Ileal mRNA levels of pro- and anti-apoptotic genes. Gene expression of pro-apoptotic Bax and Bad and anti-apoptotic Bcl-2, Bcl-w, and Bcl-xL was evaluated in the ileum using RT Real-time PCR. Pro-apoptotic Bax mRNA levels were significantly increased in the NEC group compared with DF animals (Fig. 4A; P < 0.01). EGF supplementation markedly decreased Bax mRNA levels compared with animals fed formula alone (Fig. 4A; P < 0.05). Conversely, anti-apoptotic Bcl-2 mRNA levels were significantly decreased in the NEC group compared with DF animals (Fig. 4B; P < 0.01).
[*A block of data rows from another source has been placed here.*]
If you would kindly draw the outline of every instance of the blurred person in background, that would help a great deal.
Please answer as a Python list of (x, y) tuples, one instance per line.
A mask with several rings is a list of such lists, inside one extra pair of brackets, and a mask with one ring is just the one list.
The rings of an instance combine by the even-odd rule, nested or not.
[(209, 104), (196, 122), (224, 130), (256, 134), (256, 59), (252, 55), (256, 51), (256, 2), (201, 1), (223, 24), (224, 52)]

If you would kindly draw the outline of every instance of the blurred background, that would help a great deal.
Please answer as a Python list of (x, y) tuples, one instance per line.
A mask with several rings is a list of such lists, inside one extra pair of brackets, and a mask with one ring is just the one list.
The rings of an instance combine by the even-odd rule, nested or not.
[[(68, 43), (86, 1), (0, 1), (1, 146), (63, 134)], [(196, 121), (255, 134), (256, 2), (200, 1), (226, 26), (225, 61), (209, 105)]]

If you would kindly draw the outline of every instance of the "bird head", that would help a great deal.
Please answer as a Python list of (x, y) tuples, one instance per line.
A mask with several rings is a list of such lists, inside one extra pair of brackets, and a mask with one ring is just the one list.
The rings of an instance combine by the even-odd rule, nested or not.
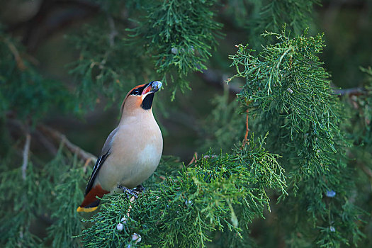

Supplementation of formula with EGF significantly increased Bcl-2 mRNA levels compared with NEC (P < 0.05) but still remained markedly lower than DF animals (Fig. 4B; P < 0.01). There were no statistically significant differences in Bad, Bcl-xL, and Bcl-w expression between NEC and NEC+EGF groups (results not shown). To determine if there is a shift in the balance of apoptotic genes that favor cell survival in EGF-supplemented animals, the ratio of Bax to Bcl-2 levels was evaluated (Table 2). The Bax-to-Bcl-2 ratio was markedly increased in the NEC group compared with DF animals. Supplementation with EGF decreased the ratio compared with animals given formula alone.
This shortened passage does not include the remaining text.